The ten-day Iowa State Fair begins today in Des Moines, and as always at the front end of a presidential cycle (particularly one with no incumbent in either party), the candidates will be so thick on the ground that you can’t stir ’em with a stick.

The fair begins with a parade through downtown Des Moines, but the action soon moves to the highly stereotyped venue of hay bales laid out by the Des Moines Register where candidates are supposed to declaim for 20 minutes. 19 candidates have reportedly agreed to endure that ritual, which typically comes with both organized and spontaneous heckling (this is where Mitt Romney made his “Corporations are people, too, my friend” in response to a heckler). According to NPR’s Don Gonyea, the “soapbox” will be used heavily from the get-go, with one big absentee:

Thursday alone the soapbox will host Mike Huckabee, Martin O’Malley and Jim Webb. Friday it’s Jeb Bush; and on Saturday, Bernie Sanders. Hillary Clinton is expected to attend the fair Saturday as well, but the Register reports she hasn’t accepted the Soapbox invitation, and it appears increasingly unlikely. But more candidates will speak as this year’s fair continues.

Aside from the Register‘s little outdoor torture chamber, candidates will be expected to gaze reverently at the Butter Cow (and the accompanying “thematic” butter sculpture, which this year involves figures from the board game Monopoly), mingle with fair-goers (typically about a million show up at some point in the Fair), and of course, eat Fair Food.

On this last point, CBS News’ Kylie Atwood offers a Fair Warning:

On the food front, there is one resounding warning call: avoid the corndogs. At this typical Americana event, food is king, and everyone will talk about the food the politicians eat. The media will also take photos of the candidates as they eat.

“It does not make for a good visual,” adds one political operative.
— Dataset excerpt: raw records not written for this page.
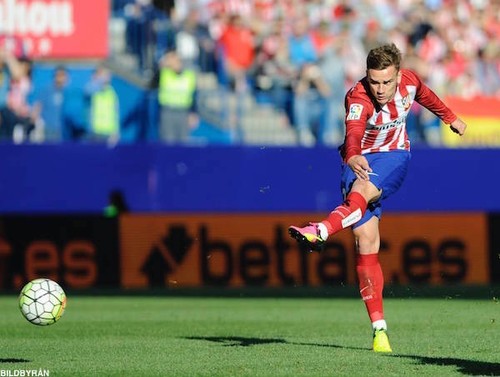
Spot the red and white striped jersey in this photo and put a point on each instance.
(371, 128)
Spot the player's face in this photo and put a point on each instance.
(383, 83)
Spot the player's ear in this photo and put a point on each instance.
(399, 77)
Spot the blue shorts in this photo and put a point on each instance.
(388, 173)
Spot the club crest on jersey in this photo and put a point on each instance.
(355, 111)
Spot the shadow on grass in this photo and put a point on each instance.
(13, 360)
(466, 367)
(239, 341)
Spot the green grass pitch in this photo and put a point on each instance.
(190, 336)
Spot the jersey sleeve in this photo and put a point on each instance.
(357, 114)
(427, 98)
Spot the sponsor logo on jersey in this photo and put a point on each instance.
(355, 111)
(406, 101)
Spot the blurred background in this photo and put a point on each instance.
(150, 143)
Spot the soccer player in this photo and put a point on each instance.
(375, 157)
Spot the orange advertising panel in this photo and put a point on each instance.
(482, 115)
(237, 250)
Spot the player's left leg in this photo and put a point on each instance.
(371, 280)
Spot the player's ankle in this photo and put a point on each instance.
(323, 230)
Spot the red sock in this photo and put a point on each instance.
(346, 214)
(371, 284)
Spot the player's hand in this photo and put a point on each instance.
(360, 167)
(458, 126)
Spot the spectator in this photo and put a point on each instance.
(194, 44)
(51, 102)
(310, 105)
(177, 99)
(18, 117)
(5, 134)
(301, 46)
(103, 107)
(274, 72)
(236, 48)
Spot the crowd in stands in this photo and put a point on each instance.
(300, 56)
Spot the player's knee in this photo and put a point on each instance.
(366, 188)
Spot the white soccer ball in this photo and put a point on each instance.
(42, 302)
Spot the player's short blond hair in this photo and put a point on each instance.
(384, 56)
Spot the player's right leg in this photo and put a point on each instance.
(314, 235)
(371, 279)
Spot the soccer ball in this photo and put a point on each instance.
(42, 302)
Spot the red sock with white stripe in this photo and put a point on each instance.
(371, 286)
(346, 214)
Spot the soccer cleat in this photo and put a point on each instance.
(308, 236)
(381, 341)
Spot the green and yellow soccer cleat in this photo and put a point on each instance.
(381, 341)
(309, 236)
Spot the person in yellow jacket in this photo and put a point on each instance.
(176, 99)
(104, 107)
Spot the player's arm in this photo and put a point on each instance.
(427, 98)
(355, 127)
(458, 126)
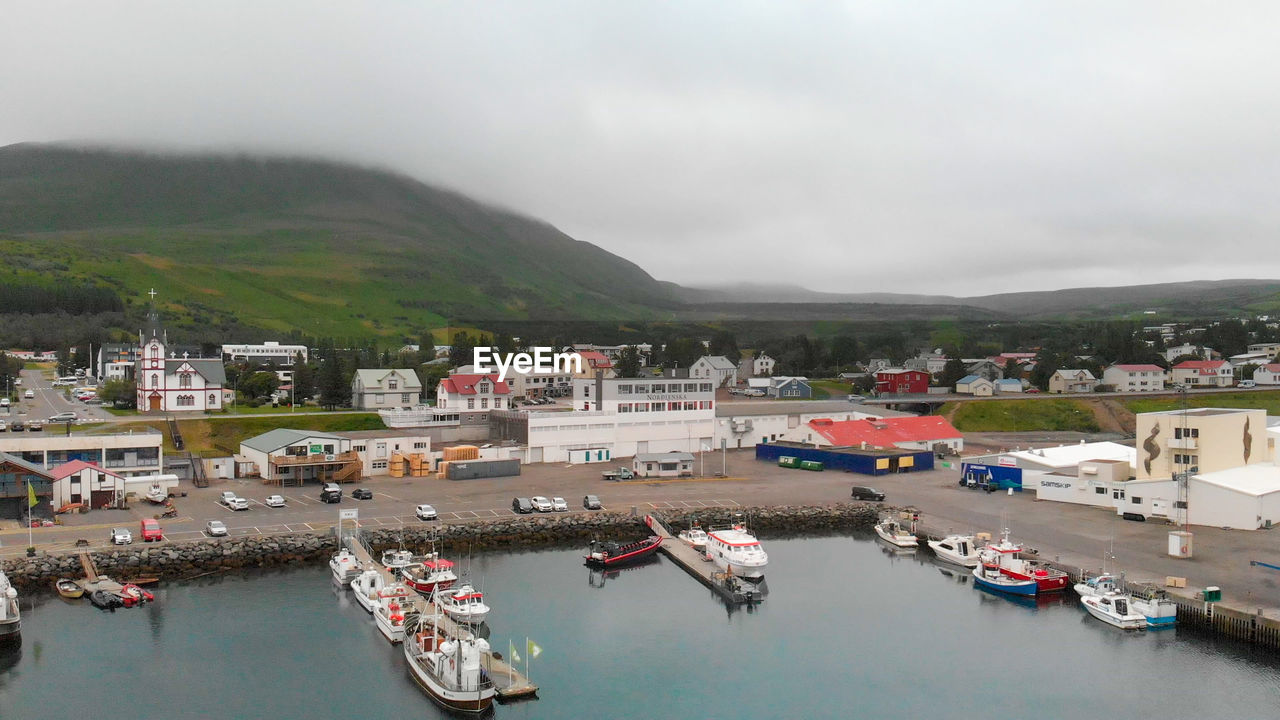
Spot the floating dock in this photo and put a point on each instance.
(728, 587)
(508, 682)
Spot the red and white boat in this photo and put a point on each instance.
(1014, 565)
(429, 575)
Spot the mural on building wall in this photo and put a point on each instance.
(1151, 447)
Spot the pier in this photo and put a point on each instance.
(510, 682)
(730, 588)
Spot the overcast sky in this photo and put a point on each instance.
(914, 146)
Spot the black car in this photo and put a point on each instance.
(867, 493)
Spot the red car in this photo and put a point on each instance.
(151, 531)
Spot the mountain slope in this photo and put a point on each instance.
(319, 246)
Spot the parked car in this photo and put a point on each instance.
(150, 531)
(862, 492)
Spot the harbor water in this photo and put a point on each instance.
(849, 629)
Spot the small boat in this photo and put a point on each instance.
(894, 533)
(69, 589)
(465, 605)
(430, 574)
(735, 550)
(694, 537)
(391, 605)
(449, 669)
(1114, 609)
(959, 550)
(990, 575)
(613, 555)
(344, 566)
(10, 618)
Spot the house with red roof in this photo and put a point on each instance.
(85, 482)
(1136, 378)
(1203, 373)
(927, 432)
(470, 391)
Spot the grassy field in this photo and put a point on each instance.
(222, 436)
(1266, 400)
(1022, 415)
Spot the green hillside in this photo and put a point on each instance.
(297, 245)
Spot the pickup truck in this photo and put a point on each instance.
(620, 474)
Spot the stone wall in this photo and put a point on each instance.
(528, 532)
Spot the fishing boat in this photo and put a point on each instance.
(894, 533)
(449, 669)
(990, 575)
(69, 589)
(429, 575)
(694, 537)
(735, 550)
(1013, 564)
(613, 555)
(465, 605)
(391, 605)
(959, 550)
(10, 618)
(344, 566)
(1114, 609)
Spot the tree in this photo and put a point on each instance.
(627, 364)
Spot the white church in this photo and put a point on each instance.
(176, 384)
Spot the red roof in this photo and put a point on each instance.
(885, 432)
(466, 383)
(68, 469)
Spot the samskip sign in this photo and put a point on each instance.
(543, 360)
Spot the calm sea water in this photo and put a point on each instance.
(848, 630)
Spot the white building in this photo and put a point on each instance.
(1136, 378)
(269, 351)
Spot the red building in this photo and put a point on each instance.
(897, 381)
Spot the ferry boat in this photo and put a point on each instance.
(735, 550)
(344, 566)
(391, 605)
(1013, 564)
(894, 533)
(429, 575)
(959, 550)
(465, 605)
(10, 618)
(1115, 609)
(613, 555)
(449, 670)
(988, 574)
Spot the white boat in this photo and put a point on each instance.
(465, 605)
(391, 605)
(10, 618)
(344, 566)
(694, 537)
(449, 670)
(736, 551)
(1115, 609)
(959, 550)
(365, 587)
(894, 533)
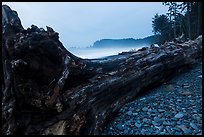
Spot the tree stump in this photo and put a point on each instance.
(48, 90)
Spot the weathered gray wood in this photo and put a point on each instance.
(48, 90)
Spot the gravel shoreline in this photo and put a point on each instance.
(174, 108)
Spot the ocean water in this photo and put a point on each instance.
(93, 53)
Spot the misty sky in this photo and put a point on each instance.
(80, 24)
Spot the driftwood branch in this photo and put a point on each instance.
(48, 90)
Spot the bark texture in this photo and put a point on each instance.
(48, 90)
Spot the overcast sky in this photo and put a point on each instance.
(80, 24)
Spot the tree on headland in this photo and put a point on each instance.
(162, 26)
(185, 18)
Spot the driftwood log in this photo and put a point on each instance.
(48, 90)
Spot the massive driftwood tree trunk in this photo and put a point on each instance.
(48, 90)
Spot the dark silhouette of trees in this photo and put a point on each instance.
(182, 18)
(162, 26)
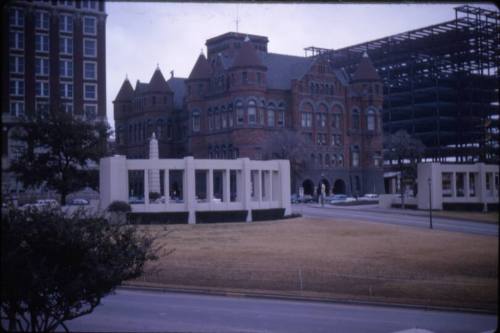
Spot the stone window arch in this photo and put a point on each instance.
(306, 112)
(196, 120)
(252, 112)
(281, 115)
(355, 119)
(355, 156)
(216, 118)
(271, 114)
(230, 115)
(240, 113)
(371, 120)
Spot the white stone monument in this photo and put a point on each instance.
(154, 174)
If a candidate really wants that corndog, they should wait until they are in the car.

I’d say Michele Bachmann and Rick Perry would agree (do a Google Image search and you’ll see why).

It’s safer to stick with Deep-Fried Oreos or a Pork Chop on a Stick or my personal favorite, Bauder’s Pharmacy Peppermint Ice Cream Bars.

Some pols just don’t handle the atmosphere well. The most legendary screwup was in 2007, when Fred Thompson supposedly wore Gucci shoes and tooled around the dusty and sometimes hilly fair grounds in a golf-cart (I call it “legendary” because Thompson went out of his way to deny it all when I mentioned it in 2012, calling it a fabrication by Fox News’ Carl Cameron).

I personally love the Iowa State Fair and regret that I will miss this one, but I cannot imagine there is a presidential candidate who would not prefer to sit in front of an air conditioner and eat a corn dog in privacy and peace.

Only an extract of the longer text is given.